Chicago offers great opportunity to a student of religious, industrial and social conditions, and when, by chance, I secured employment in a leading warehouse, a very good paying position, under the circumstances, I devoted all my spare time visiting the Greek quarters, incognito, and studying everything that came within my observation, and attending all kinds of public meetings of various denominations and societies, which proved a great help to me in learning the proper pronunciation of the English words, in fact for five years I did not speak five times in the Greek language.
One morning I read in the paper the following announcement: "The Knights Templar of the United States have made their plans to celebrate the 29th triennial conclave of Knights Templar to be held in San Francisco, Cal., September 4 to 9. The occasion will be of universal character, representatives from all the world; and Great Britain will send to this imposing ceremony the highest officials that control the affairs of the chivalric order of Freemasonry in the British Isles. The Earl of Euston, most eminent and supreme grand master of great priory of England and Wales and the dependencies of the British crown, were coming with credentials to represent Edward VII, the king of England." I was looking forward to my visit to California, since I left New York, but I never expected the time for me to go there would come so soon as it did. I was longing to see a great gathering of Freemasons, of this class of men, that, in every country represents the highest ideals of good citizenship.
With a few days preliminary preparations, I bade good-bye to my employer, and well supplied with recommendations from some influential friends and acquaintances which I had made in Chicago, I saw myself off to California, on the forenoon train, the 25th of June, 1904.

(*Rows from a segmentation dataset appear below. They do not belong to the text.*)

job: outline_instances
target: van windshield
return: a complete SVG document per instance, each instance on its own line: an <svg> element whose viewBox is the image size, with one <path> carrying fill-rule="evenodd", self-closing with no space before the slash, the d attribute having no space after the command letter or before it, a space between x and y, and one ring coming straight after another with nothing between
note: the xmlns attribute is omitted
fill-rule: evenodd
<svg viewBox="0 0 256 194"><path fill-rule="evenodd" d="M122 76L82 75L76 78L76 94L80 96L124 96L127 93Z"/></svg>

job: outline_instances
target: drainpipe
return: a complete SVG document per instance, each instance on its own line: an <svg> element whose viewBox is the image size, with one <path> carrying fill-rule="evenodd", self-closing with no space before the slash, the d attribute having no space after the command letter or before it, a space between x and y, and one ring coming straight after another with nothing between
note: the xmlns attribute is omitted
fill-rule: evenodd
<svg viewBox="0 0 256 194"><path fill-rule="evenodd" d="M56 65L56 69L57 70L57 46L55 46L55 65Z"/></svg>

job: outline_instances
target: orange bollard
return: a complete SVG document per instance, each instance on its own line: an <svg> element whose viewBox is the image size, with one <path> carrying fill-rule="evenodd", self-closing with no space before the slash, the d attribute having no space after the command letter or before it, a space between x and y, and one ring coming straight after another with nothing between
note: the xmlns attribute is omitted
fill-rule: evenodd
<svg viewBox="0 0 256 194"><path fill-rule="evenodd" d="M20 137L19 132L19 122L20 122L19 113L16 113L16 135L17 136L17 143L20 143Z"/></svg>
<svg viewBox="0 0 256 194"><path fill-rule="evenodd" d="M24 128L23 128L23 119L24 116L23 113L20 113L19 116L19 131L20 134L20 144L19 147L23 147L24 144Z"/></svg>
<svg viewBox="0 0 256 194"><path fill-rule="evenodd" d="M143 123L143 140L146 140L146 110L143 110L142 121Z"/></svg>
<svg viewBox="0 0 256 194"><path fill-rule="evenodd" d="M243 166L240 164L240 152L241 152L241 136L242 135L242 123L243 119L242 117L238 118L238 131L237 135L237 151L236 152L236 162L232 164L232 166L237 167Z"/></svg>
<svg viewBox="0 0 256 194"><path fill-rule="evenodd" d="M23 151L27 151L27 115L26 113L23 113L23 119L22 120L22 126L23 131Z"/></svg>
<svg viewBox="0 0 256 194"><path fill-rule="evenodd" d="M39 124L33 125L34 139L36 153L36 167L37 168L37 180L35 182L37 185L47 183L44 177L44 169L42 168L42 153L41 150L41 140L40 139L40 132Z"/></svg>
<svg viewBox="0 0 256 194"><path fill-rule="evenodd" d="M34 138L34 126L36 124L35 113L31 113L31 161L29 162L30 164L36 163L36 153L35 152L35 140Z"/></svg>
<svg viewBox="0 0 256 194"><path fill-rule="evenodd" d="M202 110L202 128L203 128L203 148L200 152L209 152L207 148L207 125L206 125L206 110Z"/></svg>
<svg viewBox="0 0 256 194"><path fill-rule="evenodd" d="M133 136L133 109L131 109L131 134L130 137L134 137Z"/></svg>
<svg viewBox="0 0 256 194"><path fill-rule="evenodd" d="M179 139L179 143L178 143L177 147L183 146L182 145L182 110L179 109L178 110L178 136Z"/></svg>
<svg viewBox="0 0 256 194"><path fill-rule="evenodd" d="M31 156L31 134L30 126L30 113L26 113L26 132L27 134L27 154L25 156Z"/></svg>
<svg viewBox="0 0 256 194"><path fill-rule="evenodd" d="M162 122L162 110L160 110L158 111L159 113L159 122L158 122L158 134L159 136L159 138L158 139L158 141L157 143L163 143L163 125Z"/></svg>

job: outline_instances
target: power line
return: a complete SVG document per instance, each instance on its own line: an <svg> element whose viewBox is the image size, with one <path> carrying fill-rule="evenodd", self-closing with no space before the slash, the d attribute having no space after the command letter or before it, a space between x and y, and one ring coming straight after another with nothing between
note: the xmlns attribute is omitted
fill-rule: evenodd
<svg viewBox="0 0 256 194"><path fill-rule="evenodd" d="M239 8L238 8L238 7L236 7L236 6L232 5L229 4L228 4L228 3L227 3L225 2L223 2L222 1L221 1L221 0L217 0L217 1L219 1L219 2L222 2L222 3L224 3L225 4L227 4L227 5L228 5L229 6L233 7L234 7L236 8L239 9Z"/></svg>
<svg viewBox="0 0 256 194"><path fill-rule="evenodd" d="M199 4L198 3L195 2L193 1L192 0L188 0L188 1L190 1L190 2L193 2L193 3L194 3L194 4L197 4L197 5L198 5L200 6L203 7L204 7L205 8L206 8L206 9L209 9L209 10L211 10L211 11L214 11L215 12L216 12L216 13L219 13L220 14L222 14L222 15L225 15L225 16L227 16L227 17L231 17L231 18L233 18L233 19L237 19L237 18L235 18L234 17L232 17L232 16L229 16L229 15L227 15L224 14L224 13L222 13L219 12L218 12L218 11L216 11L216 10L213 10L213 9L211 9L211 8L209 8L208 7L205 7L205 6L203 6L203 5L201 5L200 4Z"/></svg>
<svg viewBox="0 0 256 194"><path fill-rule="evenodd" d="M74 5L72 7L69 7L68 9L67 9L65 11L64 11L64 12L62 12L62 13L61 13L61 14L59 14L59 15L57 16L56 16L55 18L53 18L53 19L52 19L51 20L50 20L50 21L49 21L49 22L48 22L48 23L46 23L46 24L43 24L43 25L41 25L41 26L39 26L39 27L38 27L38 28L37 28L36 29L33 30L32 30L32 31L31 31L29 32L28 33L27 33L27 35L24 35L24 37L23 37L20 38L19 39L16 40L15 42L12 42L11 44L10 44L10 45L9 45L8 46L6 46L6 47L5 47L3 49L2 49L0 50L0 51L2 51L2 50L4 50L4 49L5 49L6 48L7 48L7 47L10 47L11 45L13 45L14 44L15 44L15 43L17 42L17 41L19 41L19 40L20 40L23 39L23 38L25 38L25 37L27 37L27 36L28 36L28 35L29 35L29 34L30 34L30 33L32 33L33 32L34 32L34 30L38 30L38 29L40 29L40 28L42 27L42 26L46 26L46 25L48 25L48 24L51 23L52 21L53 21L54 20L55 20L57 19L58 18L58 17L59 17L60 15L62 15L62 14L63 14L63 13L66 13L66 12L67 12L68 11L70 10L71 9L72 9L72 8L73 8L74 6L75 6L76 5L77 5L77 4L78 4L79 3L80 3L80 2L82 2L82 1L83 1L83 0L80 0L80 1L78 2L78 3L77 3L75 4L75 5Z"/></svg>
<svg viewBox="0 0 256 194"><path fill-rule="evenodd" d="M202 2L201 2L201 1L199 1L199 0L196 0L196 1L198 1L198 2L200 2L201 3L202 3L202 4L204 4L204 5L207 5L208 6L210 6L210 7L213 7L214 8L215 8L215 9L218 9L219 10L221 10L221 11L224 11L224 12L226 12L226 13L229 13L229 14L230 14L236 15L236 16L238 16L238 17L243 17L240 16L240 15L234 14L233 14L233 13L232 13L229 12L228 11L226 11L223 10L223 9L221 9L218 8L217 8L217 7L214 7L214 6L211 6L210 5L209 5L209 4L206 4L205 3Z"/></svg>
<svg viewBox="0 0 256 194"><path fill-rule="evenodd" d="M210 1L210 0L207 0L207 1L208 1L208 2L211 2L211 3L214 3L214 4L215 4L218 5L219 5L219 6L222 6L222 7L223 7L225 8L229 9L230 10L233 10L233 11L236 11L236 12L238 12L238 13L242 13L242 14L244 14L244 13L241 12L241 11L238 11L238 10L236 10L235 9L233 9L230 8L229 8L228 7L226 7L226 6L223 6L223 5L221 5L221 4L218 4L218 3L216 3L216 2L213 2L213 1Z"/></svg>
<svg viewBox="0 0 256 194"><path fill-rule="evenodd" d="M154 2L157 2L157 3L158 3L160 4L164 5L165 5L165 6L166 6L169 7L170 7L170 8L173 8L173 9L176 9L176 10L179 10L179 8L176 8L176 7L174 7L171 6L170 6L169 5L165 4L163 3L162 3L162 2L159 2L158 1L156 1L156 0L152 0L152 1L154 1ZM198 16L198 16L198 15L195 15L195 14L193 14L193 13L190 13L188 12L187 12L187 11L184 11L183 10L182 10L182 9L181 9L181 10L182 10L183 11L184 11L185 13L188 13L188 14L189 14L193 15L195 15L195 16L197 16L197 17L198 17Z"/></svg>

The trip was uneventful, excepting the unbearable heat and dust, especially going through the States of Oklahoma, Arizona and New Mexico, and the number of Indians, which, for the first time in my life I beheld in their own skin living and moving contented as though they still were the dominating race on the continent, with their square faces painted in various colors, wrapped in their blankets, and bare-footed, their feet being very much like those of a mud turtle, they were the real thing.
CHAPTER VIII
Honorable Submission
There was a time when the Eastern part of the United States looked upon San Francisco as the coming New York of the Pacific Coast, but since the disastrous earthquake in the year 1906, the stream of progress as a great commercial center has been turned rather towards the Northern Pacific Coast, yet San Francisco with its great harbor, the ever increasing commercial developments and number of other advantages, still is a magnificent attraction to the homeseeker, who for the last few years has been very sceptical in his preference on account of existing unfavorable conditions regarding the city's government which is the prey of dishonest politicians. For this and many other reasons I should never make my home within the limits of the city of San Francisco. There are beautiful localities within short distances, desirable in every respect and beyond the claws of the city hall of San Francisco.
Mount Tamalpais, I believe, is a most pleasant location for the lovers of nature. Words fail, and it is beyond the ability of my pen, to even attempt to describe, the beauties which nature has bestowed upon the Mount of Tamalpais. Situated just across the bay of San Francisco, by the way of Socialito, on the train to Mill Valley and whence on the crookedest railroad in the world, climbing 2000 feet above the tide of water, we reach the lower top of the mountain, and there we find accommodations to entertain kings and princesses, and the most eccentric Yankee. Yet, I am assured, that scarcely one-tenth of the visitors to California, have ever had the exceptional privilege to spend 24 hours, on the top of Mount Tamalpais, and thereafter all through their lives enjoy the most wonderful recollection in all God's creation.
The Alps in Europe are too stupendous to be compared with this majestically magnificent mount of Tamalpais. The Himalaya in Asia are too brutish to be considered as a rival of this gentle and illustrious sky-scraper. The Olympus and Parnassus of Greece are out of season to be paralleled with this up-to-date marvelous throne of their Majesties the Kings of America. There is the Tamalpais Hotel, a real palace, where the guests can rest and from the verandas or the windows of their own rooms observe the animating sights on the left hand side the snow-covered top-heads of the mountains and following to the right look down upon the valleys and behold the myriads of orange and lemon and all the fruit-bearing trees blooming all the year around and decorated like brides in their wedding procession, not only for a few moments, till the law ties the knot, but forever as long as the life-giving climate of beautiful California lasts and time shall be no more.
When I went up to the Mountain, looking for employment, because I wanted to locate myself in such a place, if I could, till the celebration of the Knights Templar was over, I was surprised to find that the General Manager of the Hotel and the R. R. Station was a lady, of a striking majestical appearance, she was the controlling power of the whole business on Mount Tamalpais, and she was not a suffragette either. But she was a loving mother of two beautiful children, a typical Yankee girl, well up in her teens, supervising over the chambermaids, and variously assisting her mother, and an active boy of sixteen, the good-fellow of everybody, and especially to the Chinamen employed in the kitchen. Mr. Johnson was the husband and father of this happy family, and he occupied the position of butler of the house, receiving orders from his beloved wife.